Der gezielt gesetzte Keil

Mittlerweile wird sehr deutlich: Hier wird in der Kommunikation auf Social Media gezielt ein Keil gesetzt. Durch diese Kommunikation wird ein dysfunktionaler oder repressiver Staat gezeichnet und auf der Gegenseitige ein romantisiertes Bild der selbstorganisierten Retter mit politischer Botschaft inszeniert. Wir finden ein bewusst falsch romantisch verzerrtes Bild von selbstinitiierten Helfern vor. Diese stammen aus dem völkischen, teils rechtsextremen, aber auch aus dem Querdenker Milieu.

Aber natürlich finden wir auch Menschen, die Aufgrund dieser Darstellungen eine ehrliche Hilfe leisten wollen. Wir müssen auch ganz klar trennen und hier den Anlass der Hilfe bewerten: Will ich helfen um der Hilfe willen oder will ich einfach nur vor Ort sein, um eine politische Agenda zu verbreiten?  Und Hetze und Falschaussagen zu verbreiten, um die Menschen zu verunsichern oder gar aufzustacheln, ist ein enormes Problem. Dadurch findet eine Spaltung der Bevölkerung statt, die sich in der dazugehörigen Diskussion auf Social Media ebenfalls erkennen lässt.

Ich für meinen Teil habe bisher noch nie erlebt, dass Rettungskräfte und Katastrophenschutz gezielt schlecht geredet worden sind. Das ist im Umfang der Flutkatastrophe mir gegenüber zum ersten Mal aufgetaucht. Neben Falschmeldungen sind auch eine Menge subjektiver Ansichten unterwegs, welche die Arbeit der KatS-Kräfte kritisieren.
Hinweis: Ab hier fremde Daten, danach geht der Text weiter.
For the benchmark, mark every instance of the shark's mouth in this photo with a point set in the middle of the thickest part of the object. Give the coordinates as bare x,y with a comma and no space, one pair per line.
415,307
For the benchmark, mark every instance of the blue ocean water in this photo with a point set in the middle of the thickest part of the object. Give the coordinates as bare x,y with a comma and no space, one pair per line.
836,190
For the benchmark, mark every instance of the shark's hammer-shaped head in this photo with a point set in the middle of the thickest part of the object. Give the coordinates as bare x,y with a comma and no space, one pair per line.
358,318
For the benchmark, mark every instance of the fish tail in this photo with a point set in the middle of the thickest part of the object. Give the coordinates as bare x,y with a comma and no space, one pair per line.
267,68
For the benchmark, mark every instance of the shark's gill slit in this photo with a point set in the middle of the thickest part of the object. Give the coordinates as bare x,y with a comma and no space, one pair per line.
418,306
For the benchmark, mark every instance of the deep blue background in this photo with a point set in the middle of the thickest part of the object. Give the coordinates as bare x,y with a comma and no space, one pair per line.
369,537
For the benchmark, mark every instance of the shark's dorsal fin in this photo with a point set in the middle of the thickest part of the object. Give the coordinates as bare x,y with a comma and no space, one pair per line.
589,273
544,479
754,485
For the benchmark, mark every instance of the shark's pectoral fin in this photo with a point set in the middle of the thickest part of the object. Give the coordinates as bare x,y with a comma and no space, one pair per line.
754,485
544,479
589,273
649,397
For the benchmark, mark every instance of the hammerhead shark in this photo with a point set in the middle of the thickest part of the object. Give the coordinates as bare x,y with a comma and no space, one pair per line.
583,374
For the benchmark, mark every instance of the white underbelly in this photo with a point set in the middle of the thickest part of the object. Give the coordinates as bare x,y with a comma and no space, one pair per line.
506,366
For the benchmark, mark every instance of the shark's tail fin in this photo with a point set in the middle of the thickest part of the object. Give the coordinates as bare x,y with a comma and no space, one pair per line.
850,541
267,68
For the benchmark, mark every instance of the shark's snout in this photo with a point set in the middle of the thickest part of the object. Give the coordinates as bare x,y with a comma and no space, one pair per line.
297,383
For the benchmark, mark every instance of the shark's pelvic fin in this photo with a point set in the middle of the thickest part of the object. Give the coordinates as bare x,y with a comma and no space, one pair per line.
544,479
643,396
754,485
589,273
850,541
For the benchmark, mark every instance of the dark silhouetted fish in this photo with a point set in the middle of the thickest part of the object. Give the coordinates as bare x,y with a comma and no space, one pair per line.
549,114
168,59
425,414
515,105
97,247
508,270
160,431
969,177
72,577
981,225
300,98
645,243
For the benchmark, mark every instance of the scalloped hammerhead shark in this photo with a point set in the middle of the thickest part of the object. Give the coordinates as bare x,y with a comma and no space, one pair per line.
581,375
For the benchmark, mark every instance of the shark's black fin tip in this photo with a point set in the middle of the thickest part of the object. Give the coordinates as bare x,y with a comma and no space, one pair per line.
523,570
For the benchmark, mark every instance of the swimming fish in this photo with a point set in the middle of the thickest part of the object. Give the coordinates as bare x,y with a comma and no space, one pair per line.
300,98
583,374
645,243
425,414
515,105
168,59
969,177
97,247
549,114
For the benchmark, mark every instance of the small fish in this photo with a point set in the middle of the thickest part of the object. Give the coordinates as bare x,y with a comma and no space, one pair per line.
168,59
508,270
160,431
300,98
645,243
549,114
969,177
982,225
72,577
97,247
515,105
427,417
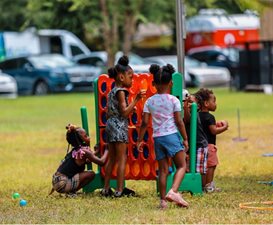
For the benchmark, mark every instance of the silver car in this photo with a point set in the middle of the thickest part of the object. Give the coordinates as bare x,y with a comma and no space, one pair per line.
197,74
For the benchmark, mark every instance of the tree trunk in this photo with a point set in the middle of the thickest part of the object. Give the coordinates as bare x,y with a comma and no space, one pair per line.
110,33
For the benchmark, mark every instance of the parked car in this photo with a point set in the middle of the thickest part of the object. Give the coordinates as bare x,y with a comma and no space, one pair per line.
216,56
8,86
42,74
99,59
197,74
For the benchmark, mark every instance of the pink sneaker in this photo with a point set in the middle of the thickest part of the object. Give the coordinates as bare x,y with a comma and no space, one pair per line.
177,198
163,204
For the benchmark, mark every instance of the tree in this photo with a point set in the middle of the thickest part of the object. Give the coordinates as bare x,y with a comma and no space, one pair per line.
12,16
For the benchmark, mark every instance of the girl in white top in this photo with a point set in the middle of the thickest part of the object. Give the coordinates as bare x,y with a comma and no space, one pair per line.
165,110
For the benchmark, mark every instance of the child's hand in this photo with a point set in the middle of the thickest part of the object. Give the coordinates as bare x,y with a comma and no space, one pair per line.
141,94
186,145
96,150
140,146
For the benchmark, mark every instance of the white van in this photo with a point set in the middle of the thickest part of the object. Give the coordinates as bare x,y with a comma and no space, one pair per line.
32,41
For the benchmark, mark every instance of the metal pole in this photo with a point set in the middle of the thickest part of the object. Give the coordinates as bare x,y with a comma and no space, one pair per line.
180,36
193,131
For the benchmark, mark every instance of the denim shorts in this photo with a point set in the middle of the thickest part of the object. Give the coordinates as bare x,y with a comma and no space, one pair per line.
167,146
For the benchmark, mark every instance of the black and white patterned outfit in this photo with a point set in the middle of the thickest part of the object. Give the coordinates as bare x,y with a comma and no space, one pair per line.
116,125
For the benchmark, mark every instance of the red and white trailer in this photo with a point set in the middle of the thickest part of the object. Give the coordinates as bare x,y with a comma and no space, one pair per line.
216,27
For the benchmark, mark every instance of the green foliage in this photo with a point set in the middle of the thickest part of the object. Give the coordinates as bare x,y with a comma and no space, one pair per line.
12,16
32,135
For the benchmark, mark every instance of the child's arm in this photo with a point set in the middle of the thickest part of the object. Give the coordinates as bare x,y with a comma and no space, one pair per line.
214,129
142,130
123,108
181,127
93,158
187,113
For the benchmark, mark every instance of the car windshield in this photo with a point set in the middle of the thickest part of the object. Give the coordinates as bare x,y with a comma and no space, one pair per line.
189,62
50,61
232,53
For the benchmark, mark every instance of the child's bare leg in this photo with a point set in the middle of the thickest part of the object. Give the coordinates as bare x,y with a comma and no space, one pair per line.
180,163
210,174
85,178
121,161
109,165
163,173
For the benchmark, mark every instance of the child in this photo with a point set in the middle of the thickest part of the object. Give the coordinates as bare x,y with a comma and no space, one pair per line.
207,102
117,125
70,176
165,110
201,139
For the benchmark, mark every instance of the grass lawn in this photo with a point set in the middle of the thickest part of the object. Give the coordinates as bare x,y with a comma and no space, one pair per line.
32,143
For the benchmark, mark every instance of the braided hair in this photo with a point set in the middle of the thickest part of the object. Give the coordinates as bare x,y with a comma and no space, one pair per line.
202,95
73,136
162,75
121,67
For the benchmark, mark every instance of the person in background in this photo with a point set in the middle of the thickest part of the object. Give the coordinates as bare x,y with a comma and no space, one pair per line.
165,110
201,138
207,103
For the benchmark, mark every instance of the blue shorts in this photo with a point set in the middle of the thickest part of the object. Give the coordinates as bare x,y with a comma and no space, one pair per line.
167,146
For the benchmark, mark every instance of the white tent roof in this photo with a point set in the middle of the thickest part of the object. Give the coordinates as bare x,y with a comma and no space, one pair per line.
211,20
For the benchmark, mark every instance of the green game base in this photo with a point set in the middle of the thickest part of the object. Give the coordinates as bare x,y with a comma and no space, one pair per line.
191,183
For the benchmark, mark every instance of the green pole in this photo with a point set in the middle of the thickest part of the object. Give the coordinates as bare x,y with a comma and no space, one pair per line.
84,119
85,127
193,129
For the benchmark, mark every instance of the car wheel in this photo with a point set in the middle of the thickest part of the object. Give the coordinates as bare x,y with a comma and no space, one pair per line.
41,88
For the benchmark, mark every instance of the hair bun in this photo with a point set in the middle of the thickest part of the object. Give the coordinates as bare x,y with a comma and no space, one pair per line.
154,69
169,68
124,60
70,127
112,72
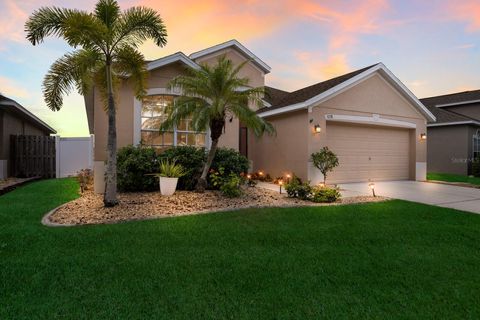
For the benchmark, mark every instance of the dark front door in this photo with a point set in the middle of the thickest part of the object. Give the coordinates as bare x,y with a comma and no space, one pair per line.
243,143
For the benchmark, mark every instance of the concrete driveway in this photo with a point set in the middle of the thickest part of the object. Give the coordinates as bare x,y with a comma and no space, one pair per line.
461,198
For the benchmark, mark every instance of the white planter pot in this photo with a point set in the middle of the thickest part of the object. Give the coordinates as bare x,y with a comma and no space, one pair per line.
168,186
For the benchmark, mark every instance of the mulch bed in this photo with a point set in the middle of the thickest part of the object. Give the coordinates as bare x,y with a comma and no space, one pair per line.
88,209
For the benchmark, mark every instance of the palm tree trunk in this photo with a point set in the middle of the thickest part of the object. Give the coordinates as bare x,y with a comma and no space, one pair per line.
110,195
202,181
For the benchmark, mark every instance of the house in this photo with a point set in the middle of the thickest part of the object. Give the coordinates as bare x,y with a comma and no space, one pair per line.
454,139
16,120
368,117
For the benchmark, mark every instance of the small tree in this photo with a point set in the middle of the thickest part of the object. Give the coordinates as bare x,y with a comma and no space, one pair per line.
325,161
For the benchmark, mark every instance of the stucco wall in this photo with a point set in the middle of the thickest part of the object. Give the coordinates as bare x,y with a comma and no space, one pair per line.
373,96
284,152
448,149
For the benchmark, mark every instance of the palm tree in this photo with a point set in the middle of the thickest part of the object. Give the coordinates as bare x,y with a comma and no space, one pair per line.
107,42
210,95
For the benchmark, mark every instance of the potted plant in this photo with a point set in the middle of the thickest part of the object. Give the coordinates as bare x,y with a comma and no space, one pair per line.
170,171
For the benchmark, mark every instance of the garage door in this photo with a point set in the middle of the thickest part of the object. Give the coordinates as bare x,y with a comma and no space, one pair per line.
368,152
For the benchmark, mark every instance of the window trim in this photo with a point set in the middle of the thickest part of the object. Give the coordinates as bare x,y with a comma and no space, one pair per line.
138,105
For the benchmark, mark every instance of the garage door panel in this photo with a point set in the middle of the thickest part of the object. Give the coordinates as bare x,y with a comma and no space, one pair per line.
368,153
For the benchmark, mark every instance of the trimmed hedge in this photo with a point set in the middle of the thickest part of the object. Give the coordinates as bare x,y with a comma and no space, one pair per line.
133,163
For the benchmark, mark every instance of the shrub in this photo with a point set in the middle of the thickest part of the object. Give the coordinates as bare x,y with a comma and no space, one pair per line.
230,160
324,194
190,158
295,188
170,169
133,164
325,161
229,184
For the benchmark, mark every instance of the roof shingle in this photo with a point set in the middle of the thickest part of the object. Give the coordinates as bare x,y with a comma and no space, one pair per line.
312,91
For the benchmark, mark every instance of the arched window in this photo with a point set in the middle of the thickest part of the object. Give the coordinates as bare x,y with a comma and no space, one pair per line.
153,115
476,145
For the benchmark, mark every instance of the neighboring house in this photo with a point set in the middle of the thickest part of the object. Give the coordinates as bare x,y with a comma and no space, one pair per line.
16,120
454,139
368,117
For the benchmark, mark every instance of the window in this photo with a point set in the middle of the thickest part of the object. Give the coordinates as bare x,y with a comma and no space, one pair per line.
476,145
153,115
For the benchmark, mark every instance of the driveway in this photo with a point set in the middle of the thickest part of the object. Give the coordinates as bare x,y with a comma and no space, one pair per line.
461,198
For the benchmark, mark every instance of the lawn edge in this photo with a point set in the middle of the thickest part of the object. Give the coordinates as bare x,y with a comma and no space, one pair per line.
46,218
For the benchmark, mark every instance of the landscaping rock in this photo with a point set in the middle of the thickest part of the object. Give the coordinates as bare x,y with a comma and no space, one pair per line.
89,209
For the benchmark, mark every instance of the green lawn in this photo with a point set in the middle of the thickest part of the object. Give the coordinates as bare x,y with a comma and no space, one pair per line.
448,177
386,260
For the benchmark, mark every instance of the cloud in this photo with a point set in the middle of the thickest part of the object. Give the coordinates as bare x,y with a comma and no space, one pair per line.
467,11
11,88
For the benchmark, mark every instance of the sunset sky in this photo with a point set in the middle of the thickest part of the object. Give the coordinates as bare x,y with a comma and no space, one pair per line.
432,46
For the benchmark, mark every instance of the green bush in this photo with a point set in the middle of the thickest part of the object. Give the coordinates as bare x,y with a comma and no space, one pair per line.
229,184
298,189
230,160
324,194
133,165
190,158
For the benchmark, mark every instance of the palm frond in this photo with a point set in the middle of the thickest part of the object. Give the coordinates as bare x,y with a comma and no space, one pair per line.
73,70
77,27
107,11
137,24
130,61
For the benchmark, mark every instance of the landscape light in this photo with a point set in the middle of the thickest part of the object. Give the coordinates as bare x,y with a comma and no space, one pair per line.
371,185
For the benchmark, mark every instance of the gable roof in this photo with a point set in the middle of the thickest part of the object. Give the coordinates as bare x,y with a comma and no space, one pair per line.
12,105
447,117
233,44
453,99
309,96
176,57
273,96
311,91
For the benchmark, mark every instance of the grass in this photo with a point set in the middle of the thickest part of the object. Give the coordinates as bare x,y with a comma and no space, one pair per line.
448,177
382,260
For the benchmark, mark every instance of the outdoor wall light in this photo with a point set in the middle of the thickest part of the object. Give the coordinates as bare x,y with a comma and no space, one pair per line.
288,176
371,185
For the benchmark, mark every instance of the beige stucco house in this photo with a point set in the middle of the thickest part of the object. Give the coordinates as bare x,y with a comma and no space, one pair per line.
368,117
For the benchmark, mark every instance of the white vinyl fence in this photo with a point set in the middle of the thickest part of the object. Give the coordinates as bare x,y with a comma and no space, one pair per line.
73,154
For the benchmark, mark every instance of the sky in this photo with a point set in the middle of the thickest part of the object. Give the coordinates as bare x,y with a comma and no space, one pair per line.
431,46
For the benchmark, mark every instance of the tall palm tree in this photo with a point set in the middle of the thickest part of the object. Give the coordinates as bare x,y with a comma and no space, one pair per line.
107,42
210,96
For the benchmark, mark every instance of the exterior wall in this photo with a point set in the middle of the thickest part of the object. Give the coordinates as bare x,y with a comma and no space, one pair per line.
373,96
470,110
284,152
448,149
230,138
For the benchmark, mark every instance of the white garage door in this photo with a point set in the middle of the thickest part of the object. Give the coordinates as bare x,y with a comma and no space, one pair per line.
368,152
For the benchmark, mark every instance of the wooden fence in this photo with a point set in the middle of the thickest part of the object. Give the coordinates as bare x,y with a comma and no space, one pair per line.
32,156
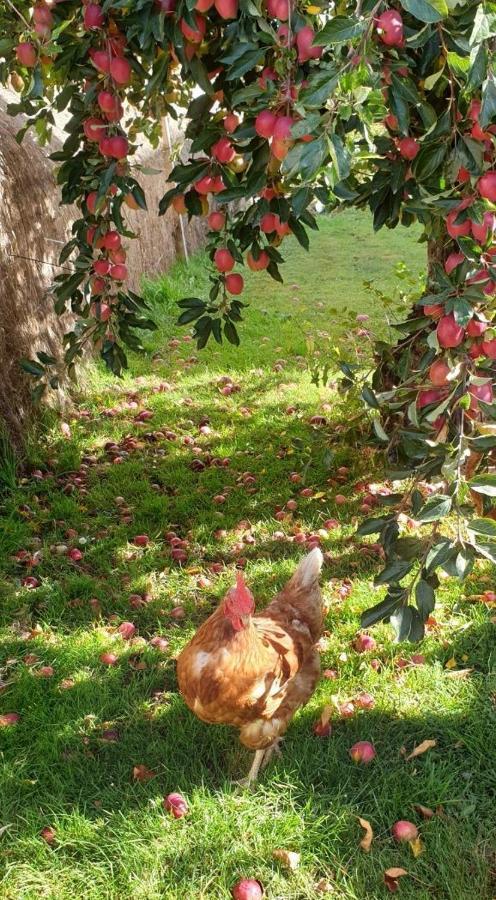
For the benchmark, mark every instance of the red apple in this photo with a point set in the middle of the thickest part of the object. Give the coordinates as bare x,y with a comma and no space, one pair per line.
216,221
438,372
363,752
234,283
408,147
223,259
404,831
247,889
486,186
26,54
176,804
390,27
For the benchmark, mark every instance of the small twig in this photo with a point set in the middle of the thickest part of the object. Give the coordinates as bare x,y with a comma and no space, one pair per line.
43,262
18,13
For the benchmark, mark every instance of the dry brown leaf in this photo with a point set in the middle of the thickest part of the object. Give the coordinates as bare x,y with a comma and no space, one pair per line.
141,773
324,887
391,878
288,858
422,748
368,837
326,715
459,673
417,847
425,811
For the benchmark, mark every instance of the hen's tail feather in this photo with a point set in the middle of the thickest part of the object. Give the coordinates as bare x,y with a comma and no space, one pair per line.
308,570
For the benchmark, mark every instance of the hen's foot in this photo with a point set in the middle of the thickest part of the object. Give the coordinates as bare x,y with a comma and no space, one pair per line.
254,770
260,761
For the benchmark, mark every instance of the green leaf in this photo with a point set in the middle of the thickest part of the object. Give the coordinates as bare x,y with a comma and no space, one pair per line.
464,563
433,11
32,368
231,333
380,611
425,598
484,484
369,398
436,508
401,621
488,551
428,161
379,431
373,526
488,107
340,156
340,29
189,315
393,572
306,159
438,554
321,85
478,68
483,526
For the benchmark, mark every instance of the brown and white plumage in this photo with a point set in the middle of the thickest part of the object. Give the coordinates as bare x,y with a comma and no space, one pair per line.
253,670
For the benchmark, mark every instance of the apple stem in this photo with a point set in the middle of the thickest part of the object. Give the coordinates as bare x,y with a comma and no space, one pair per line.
19,13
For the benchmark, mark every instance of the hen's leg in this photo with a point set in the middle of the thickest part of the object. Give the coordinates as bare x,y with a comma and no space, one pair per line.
274,748
254,770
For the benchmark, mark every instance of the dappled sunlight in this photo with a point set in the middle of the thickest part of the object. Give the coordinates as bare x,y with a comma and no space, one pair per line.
245,478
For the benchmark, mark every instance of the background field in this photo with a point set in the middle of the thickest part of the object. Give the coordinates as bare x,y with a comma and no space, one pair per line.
68,763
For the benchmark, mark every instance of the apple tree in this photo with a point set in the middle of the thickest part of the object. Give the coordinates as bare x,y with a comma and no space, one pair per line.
388,106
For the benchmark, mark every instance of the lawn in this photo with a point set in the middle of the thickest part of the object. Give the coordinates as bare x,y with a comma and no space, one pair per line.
98,745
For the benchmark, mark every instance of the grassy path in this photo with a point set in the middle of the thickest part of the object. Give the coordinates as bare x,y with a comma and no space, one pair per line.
103,735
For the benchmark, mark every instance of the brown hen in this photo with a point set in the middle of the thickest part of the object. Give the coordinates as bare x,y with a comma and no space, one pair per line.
253,670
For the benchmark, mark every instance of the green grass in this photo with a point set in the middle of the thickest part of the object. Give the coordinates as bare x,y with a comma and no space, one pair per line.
113,838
Natürlich liegt das auch in der Natur von Social Media, dass nun auf einmal jeder von uns zum Sender werden kann und Inhalte verbreiten kann. Das geschieht zu der Flutwasserkatastrophe in Deutschland in diesem Umfang zum ersten Mal.

Das schlimme ist: Alles auf dem Rücken der Geschädigten. Von diesen Kommunikationsstrategien haben die Leute, die in den Fluten alles verloren haben, gar nichts.